Convergence of Bisection, Secant and Newton's method when there is no root

Question

If there is no root to a function can the bisection, secant or Newton's method still converge to some number e.g. $f(x) = \frac{1}{x}$ on interval $[-1,1]$?

Answer 1

Just try them. Bisection and secant fail because they want to evaluate $f(0)$ on the first step. This happens because of the symmetry of the problem. For Newton, you work from just one point. If you start by evaluating at the center of the interval, you have the same problem.
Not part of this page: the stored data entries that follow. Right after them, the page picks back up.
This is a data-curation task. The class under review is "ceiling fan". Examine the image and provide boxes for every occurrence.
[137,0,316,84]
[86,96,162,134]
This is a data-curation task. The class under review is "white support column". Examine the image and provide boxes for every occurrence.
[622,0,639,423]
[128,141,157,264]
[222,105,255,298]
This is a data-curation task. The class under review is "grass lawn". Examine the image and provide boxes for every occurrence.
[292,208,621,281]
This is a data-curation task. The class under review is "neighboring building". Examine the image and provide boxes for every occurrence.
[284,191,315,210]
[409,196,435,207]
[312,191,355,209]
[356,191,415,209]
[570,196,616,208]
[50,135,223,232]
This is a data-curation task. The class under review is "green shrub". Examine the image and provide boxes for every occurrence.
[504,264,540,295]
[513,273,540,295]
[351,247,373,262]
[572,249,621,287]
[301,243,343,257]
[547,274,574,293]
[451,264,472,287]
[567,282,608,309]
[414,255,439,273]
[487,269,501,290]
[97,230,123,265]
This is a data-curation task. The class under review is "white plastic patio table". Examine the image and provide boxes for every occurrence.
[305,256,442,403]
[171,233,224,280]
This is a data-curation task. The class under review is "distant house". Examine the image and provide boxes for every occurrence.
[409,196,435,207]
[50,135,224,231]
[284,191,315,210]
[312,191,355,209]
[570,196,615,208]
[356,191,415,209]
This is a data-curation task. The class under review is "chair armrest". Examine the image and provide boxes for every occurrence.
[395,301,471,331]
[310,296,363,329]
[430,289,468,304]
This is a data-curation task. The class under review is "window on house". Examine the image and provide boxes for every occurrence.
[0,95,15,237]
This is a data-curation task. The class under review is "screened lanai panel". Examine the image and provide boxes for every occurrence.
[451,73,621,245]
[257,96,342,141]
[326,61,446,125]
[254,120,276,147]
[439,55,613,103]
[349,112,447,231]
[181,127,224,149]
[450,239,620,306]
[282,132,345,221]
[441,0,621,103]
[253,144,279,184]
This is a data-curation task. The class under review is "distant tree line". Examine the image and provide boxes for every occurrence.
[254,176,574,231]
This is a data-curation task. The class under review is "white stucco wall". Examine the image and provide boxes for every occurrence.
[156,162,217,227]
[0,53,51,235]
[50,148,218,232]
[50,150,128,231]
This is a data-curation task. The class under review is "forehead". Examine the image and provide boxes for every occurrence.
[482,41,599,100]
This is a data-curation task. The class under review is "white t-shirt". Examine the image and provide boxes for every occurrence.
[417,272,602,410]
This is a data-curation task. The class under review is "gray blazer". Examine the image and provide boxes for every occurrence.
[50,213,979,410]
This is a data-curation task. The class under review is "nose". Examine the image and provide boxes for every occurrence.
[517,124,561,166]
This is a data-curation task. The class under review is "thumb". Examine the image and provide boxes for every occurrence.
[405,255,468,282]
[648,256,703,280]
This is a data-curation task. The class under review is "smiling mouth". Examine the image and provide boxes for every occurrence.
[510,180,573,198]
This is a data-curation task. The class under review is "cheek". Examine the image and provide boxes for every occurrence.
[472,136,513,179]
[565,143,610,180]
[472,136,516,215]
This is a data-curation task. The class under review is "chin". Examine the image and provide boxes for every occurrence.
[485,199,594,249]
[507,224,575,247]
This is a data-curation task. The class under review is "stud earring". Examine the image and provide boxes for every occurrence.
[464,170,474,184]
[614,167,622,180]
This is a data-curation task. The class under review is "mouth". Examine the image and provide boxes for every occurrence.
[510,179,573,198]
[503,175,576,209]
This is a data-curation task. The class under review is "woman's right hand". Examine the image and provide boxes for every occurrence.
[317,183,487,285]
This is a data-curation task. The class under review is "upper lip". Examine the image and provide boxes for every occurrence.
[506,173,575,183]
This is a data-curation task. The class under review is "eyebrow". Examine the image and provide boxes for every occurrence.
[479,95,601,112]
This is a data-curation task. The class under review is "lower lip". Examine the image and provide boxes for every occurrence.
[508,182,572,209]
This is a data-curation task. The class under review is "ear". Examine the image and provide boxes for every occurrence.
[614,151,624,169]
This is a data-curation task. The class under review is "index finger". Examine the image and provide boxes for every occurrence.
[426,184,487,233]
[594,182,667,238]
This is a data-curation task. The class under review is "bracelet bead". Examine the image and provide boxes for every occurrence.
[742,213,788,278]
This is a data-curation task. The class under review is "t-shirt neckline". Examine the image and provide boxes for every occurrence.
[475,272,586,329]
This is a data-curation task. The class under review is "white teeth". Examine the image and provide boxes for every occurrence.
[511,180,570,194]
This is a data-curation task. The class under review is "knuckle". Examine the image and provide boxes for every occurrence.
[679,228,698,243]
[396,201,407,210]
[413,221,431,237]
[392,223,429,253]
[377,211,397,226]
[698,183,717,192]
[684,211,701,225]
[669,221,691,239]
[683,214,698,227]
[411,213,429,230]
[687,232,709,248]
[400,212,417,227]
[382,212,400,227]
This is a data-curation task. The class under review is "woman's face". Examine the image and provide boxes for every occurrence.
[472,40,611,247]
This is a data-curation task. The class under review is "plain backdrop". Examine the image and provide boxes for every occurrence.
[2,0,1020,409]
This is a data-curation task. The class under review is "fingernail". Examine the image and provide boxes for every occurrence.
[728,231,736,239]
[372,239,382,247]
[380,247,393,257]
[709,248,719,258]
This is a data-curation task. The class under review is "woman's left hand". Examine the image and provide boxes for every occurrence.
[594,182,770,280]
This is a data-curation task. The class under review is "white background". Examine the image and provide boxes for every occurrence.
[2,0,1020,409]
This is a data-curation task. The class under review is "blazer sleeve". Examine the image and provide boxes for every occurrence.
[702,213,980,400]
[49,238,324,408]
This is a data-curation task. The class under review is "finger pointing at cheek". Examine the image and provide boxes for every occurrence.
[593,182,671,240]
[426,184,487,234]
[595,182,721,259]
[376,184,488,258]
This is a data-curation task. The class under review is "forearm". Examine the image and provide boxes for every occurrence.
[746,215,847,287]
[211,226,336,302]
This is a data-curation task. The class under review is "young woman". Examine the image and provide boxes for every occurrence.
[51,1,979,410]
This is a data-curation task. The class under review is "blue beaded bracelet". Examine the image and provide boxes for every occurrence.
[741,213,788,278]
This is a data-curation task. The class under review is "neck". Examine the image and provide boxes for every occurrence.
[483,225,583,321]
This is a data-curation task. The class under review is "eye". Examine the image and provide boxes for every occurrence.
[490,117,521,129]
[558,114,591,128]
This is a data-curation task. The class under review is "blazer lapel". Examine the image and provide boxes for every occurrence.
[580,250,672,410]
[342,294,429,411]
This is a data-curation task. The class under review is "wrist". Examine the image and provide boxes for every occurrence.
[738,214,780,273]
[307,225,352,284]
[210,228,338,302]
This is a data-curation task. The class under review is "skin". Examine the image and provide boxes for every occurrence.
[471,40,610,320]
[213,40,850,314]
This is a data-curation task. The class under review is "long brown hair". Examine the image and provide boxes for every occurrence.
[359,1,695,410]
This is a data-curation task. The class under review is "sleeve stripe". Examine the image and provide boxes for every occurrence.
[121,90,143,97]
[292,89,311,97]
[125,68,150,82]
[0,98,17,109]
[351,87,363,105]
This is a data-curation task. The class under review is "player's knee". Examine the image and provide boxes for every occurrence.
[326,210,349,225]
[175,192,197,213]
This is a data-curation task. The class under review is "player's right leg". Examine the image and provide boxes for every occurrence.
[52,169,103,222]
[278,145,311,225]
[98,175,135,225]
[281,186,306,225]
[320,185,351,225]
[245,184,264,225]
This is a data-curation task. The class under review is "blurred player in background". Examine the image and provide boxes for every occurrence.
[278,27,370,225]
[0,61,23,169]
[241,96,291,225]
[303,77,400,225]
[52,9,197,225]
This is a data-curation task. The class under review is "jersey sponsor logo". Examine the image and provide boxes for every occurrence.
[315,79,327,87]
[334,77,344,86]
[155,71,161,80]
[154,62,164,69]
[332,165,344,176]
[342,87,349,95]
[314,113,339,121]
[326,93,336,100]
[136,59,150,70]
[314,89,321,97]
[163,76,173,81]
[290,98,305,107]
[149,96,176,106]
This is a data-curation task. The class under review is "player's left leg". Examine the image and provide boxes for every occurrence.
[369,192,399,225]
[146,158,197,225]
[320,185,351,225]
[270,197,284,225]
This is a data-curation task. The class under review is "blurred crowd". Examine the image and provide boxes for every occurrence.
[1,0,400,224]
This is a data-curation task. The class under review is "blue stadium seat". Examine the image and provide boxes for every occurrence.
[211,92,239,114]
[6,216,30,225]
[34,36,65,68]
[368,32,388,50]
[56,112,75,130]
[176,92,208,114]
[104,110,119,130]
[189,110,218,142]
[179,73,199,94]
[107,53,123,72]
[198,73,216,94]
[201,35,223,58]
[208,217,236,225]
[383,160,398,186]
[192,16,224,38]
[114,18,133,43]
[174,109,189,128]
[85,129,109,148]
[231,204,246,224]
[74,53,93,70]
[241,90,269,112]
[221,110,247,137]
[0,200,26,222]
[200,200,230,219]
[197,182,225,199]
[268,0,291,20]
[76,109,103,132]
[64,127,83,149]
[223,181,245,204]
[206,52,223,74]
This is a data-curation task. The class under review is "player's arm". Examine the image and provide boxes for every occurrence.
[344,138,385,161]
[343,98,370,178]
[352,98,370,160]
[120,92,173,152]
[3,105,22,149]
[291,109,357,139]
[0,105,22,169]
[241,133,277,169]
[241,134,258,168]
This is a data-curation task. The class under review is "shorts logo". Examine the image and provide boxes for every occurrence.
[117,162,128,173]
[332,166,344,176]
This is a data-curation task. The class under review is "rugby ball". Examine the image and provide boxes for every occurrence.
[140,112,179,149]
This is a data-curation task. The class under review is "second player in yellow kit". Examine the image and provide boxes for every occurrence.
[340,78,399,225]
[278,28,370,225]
If you apply them to $g(x)=\frac 1{x+\frac 1\pi}$ bisection and secant will converge nicely to the discontinuity, assuming that for the secant method you maintain your bracket by replacing the old point where the function value has the same sign as the new point. The methods cannot tell this $g(x)$ with its discontinuity at $-\frac 1\pi$ from a function that is continuous, following $g(x)$ to the computer real just below $-\frac 1\pi$, then dropping to hit $g(x)$ at the real just above $-\frac 1\pi$. I didn't try Newton, but would expect it to go off to infinity, looking for the root that is "there".

Answer 2

Can the algorithms know as bisection, the secant method or Newton's method converge when there is no root? Under very mild assumptions the answer is always no.

Specifically, if an algorithm converges, then there is a root. Equivalently, if there is no root, none of the algorithms can converge.

Analysis: We will assume that $f : I \rightarrow \mathbb{R}$ for some close and bounded interval $I$, say, $I = [0,1]$.

Newton's method takes the form $$x_{n+1} = x_n - \frac{f(x_n)}{f'(x_n)}.$$ Suppose the sequence $\{x_n\}_{n=0}^\infty$ is defined and converges to some finite value $x \in I$. Now $f$ is continuous because we have implicitly assumed that $f$ is differentiable because we need the derivative in order to apply Newton's method. If $f'$ is also continuous with $f'(x) \not = 0$, then we can conclude that $$ x = x - \frac{f(x)}{f'(x)}$$ or equivalently that $f(x) = 0$. We simply exploit the fact that $$x_{n+1} \rightarrow x, \quad f(x_n) \rightarrow f(x), \quad f'(x_n) \rightarrow f'(x)$$ as $n$ tends to infinity.

The secant method takes the form $$ x_{n+1} = x_n - f(x_n) \left( \frac{f(x_n) - f(x_{n-1})}{x_n - x_{n-1}} \right)^{-1}$$ Suppose the sequence $\{x_n\}_{n=0}^\infty$ is defined and converges to some finite value $x \in I$. If $f$ is differentiable and $f'$ is continuous with $f'(x) \not = 0$, then the previous reasoning still applies and we can still conclude that $f(x) = 0$. We use the mean value theorem to write $$ \frac{f(x_n) - f(x_{n-1})}{x_n - x_{n-1}} = f'(\xi_n)$$ for at least one $\xi_n$ between $x_n$ and $x_{n-1}$, and since $\xi_n \rightarrow x$ by the squeeze lemma, we have $f'(\xi_n) \rightarrow f'(x)$, but this is the only difference.

Finally, suppose the bisection algorithm has produces an infinite sequence of intervals $\{[a_n,b_n]\}_{n=0}^\infty$. By design, we have $b_n - a_n = 2^{-n} (b_0-a_0)$. It follows that the sequence of left endpoints and the sequence of right endpoints are both convergent to the same limit, call it $c$. Moreover, we have $f(a_n) f(b_n) < 0$. If $f$ is continuous, then it follows that $$ f(a_n) f(b_n) \rightarrow f(c)^2 \leq 0, \quad n \rightarrow \infty.$$ We conclude that $f(c) = 0$.

If the bisection algorithm terminates after a finite number of steps, then one of the endpoints of the final interval is a root and there is nothing to show.